Ethier wrote the grant for the $264,721 study, which is scheduled to be completed in September. She also served as its principal investigator while she was an associate research scientist in Yale University's epidemiology and public health department.
Data is being collected from women with HIV infection at three U.S. sites: Whitman-Walker Clinic in Washington, D.C., Montefiore Medical Center in New York City, and the Center for AIDS Prevention Studies at the University of California at San Francisco.
Ellen Kahn, director of Whitman-Walker's Lesbian Services Program, said her division plans to recruit and interview up to 75 women for the study.

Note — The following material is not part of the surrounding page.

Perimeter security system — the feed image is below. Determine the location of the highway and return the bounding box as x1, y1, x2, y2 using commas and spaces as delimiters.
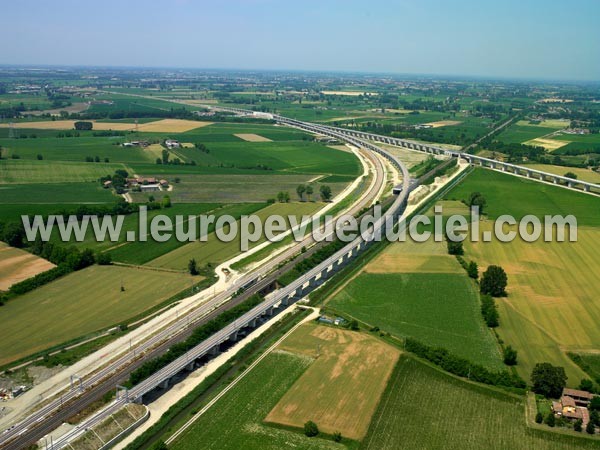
0, 118, 396, 449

"Currently, we're trying to educate people who work with patients with HIV about the study so they can inform clients they see about this opportunity," Kahn said.
Whitman-Walker Clinic is scheduled to begin interviewing study participants in January.
Researchers at Montefiore Medical Center in New York City plan to recruit 50 study participants who acknowledge that they have a current or past sexual history with another woman.
"We want them to bring in a female sex partner we can interview as well," said Dr. Ellie Schoenbaum, director of the medical center's AIDS Research Program, which also is part of the Albert Einstein College of Medicine's Department of Epidemiology and Social Medicine.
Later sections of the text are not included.